Only Angels Have Wings. 1939. USA. Directed by Howard Hawks. Screenplay by Jules Furthman, based on a story by Howard Hawks. With Cary Grant, Jean Arthur, Richard Barthelmess, Rita Hayworth. 121 min.
In this definitive aviation drama, Howard Hawks achieves the point of equilibrium in his directorial evolution. The themes Hawks developed throughout the 1930s crystallize with perfect clarity and expressive mastery, not yet exhibiting the darker preoccupations that would haunt his films of the 1940s and 1950s.
Set in the fictional South American port of Barranca, the narrative follows a close-knit group of American mail pilots navigating treacherous Andean fog. Cary Grant's performance as the laconic Geoff Carter reveals largely unexplored dimensions of his screen persona---stoic, harsh, emotionally guarded. The film's tensions intensify with the arrival of entertainer Bonnie Lee (Jean Arthur) and disgraced pilot Bat MacPherson (Richard Barthelmess) with his wife Judy (Hayworth in her breakthrough role).

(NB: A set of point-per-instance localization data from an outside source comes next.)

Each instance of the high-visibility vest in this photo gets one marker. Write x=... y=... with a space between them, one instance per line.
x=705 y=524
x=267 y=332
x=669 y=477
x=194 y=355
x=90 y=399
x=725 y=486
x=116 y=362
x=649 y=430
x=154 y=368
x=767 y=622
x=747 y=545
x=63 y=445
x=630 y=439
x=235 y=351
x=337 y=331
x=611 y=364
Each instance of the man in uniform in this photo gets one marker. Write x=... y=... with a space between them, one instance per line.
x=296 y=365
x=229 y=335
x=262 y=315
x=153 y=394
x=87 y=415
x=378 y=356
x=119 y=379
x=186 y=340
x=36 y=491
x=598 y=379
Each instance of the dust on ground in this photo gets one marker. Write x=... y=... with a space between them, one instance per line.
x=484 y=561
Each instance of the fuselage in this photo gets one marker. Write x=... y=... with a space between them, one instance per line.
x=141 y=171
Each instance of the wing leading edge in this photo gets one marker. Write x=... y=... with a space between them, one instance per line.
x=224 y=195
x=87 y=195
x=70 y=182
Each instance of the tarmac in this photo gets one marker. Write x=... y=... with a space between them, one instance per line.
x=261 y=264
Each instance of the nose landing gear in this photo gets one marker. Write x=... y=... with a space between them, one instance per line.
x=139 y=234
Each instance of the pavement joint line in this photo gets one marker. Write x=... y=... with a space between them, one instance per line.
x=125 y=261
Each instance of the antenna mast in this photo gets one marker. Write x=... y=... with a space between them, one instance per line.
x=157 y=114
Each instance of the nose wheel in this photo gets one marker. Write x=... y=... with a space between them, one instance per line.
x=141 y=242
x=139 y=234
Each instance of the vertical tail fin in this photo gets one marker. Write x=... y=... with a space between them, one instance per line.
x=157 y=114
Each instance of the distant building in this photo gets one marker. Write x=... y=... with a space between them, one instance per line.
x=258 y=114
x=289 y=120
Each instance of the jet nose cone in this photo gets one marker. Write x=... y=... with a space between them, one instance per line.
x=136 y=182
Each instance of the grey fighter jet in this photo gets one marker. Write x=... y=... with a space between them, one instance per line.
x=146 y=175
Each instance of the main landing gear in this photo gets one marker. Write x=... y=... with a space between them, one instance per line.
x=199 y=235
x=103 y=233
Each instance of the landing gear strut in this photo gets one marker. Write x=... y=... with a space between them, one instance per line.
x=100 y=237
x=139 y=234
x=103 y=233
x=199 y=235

Hawks distills weeks of narrative into twenty-four hours with remarkable economy, expressing through composition, objects, and gesture what lesser filmmakers would render with obvious sentiment. His technical virtuosity serves profound philosophical concerns: the integration of individuals into the group, the stoic denial of death (exemplified in the famous "Who's Joe?" exchange), and the existential affirmation of identity against an indifferent universe---qualities that led Robin Wood to justifiably term this "a completely achieved masterpiece."